Ülkemizin beş büyük kentinden biri olmasının yanında tarım ve sanayi dolayısıyla zengin olduğunu düşündüğünüz Adana’nın bu ilk görüntüleri sizi yanıltmasın. Sizi kentin merkezine ulaştıran bulvar aynı zamanda eski ile yeni Adana’nın sınırı gibidir. Adana’nın yeni bölümünü oluşturan Kurtuluş semtine geldiğinizde, kentle ilgili ilk anda kafanızda oluşan olumsuz düşünceler değişmeye başlar. Sanki yol boyunca gördüklerinizle burada gördükleriniz bambaşka kentlere ait gibidir. Artık kargaşadan eser yoktur. Palmiyelerle renklendirilen geniş caddeler, çok katlı modern binalar, ünlü mağazaların sıralandığı bulvarlar ve gençlerin doldurduğu keyifli kafeler Adana’nın bugününü anlatır.
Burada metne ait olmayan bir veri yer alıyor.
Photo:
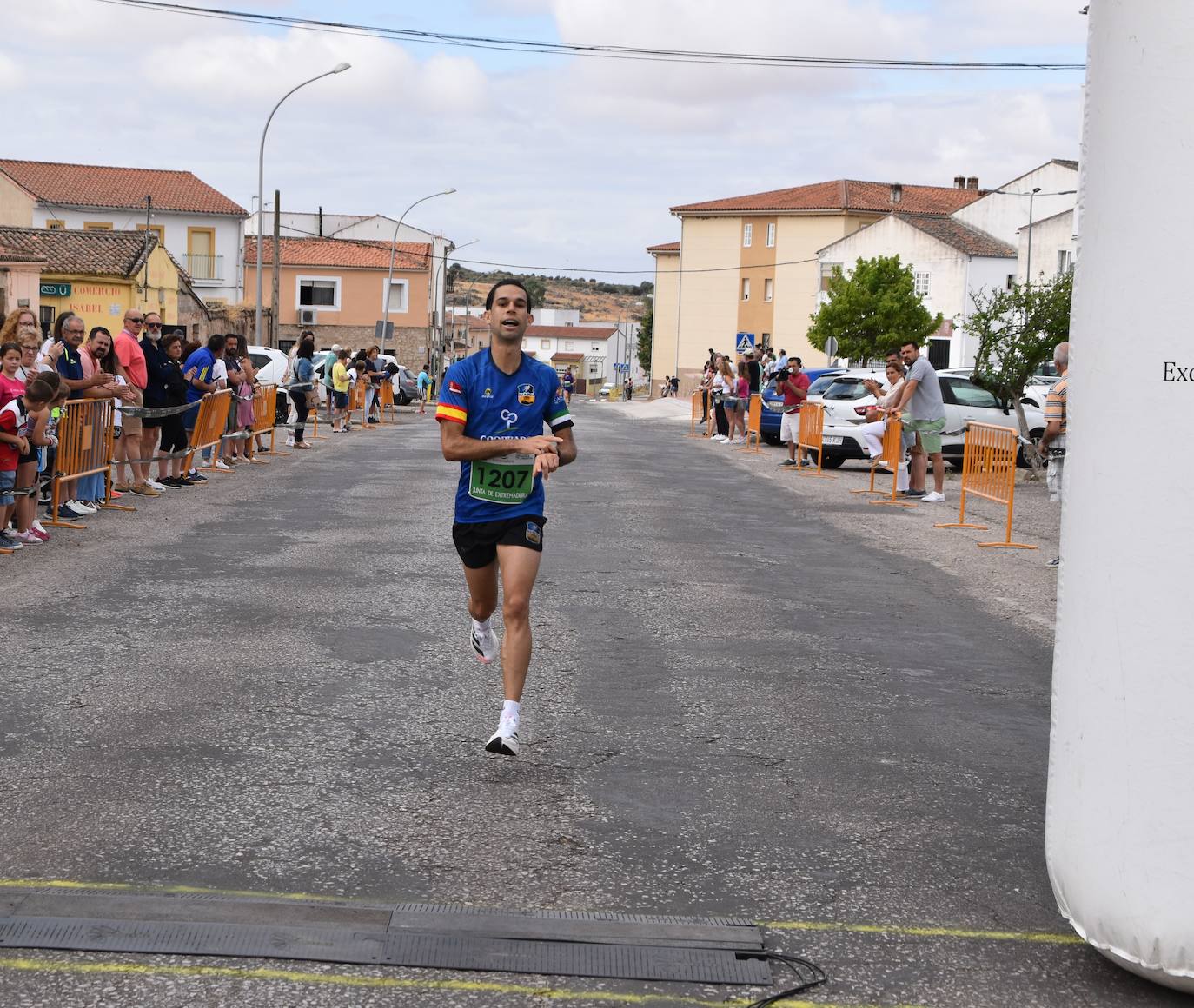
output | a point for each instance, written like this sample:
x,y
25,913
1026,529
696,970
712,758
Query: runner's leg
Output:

Doğunun en fazla göç alan kenti, Adana...
Adana’nın geçmişini Tepebağ ve Kuruköprü gibi semtler anlatmaya çalışır. Çalışır diyorum, çünkü yeni kente gösterilen özen buradan esirgenmiştir. Bu nedenle kentin geçmişinden kalanlar bu bölgeye aralıklarla serpiştirilmiş vahalar gibidir. Her ne kadar vaha diye tanımladığım tarihi yapılar iyi korunmuş olsa da, bu çalışmalar sadece dinsel yapılarla sınırlı kalmış. Söz konusu yapıların bulunduğu bu semtlerin tarihi dokusu ise genel olarak fazlaca hırpalanmış ve yorgun düşürülmüş durumda. Bu nedenle birbirinden kopuk bu tarihsel vahalara ulaşmak için emek harcamanız gerekiyor. Doğunun en fazla göç alan kenti olan Adana, aynı zamanda ülkemizin dördüncü büyük kenti olma özelliğini de taşıyor. Antik Kilikya bölgesinin önemli kenti Adana, tarih boyunca Hititler, Asurlar, Persler, Makedonlar, Romalılar, Bizanslılar, Abbasiler, Memluklular, Selçuklular ve Ramazanoğulları’na evsahipliği yapmış. 1517’de ise Osmanlı topraklarına katılmış. Kentin merkezinde ve yakın çevresinde bulunan ve binlerce yıllık tarihsel birikimden geriye kalan eserler doğal olarak uzun bir liste oluşturuyor.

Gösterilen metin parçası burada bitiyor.